These principles define the civic ethic: how power should be justified, constrained, and exercised in ways that protect dignity, rights, and the public good.
Treat every person as intrinsically worthy. Systems must avoid dehumanization, humiliation, and cruelty.
Power requires justification: fair process, public reasoning, and mechanisms for participation and peaceful change.
Equal protection under the rules. Avoid discriminatory outcomes and ensure remedies when harms occur.
Rules must be public, stable, and consistently applied. Due process and appeal paths are mandatory.
Rights protect freedom and dignity; duties protect the commons. Balance liberty with responsibility.

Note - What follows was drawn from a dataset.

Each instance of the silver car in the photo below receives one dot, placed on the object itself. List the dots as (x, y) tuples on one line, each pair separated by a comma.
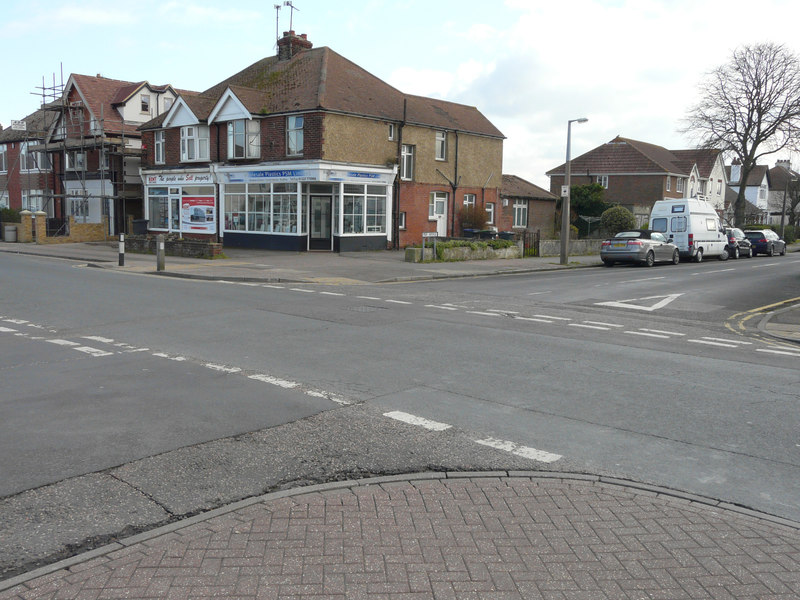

Prefer policies and institutions that reduce suffering and prevent avoidable harm, especially for the vulnerable.
Public power must be inspectable. Secret governance is a last resort and must be tightly constrained.
There must be traceable responsibility for decisions, and real consequences for abuse, corruption, and negligence.
Interventions must be no more restrictive than necessary. Use the least coercive effective means.
Distribute power to prevent capture and abuse. Independent oversight and separation of functions are required.
Institutions exist to serve the public, not themselves. Measure outcomes that matter, not internal convenience.
Protect plural belief and expression while maintaining limits against direct harm, coercion, or rights violations.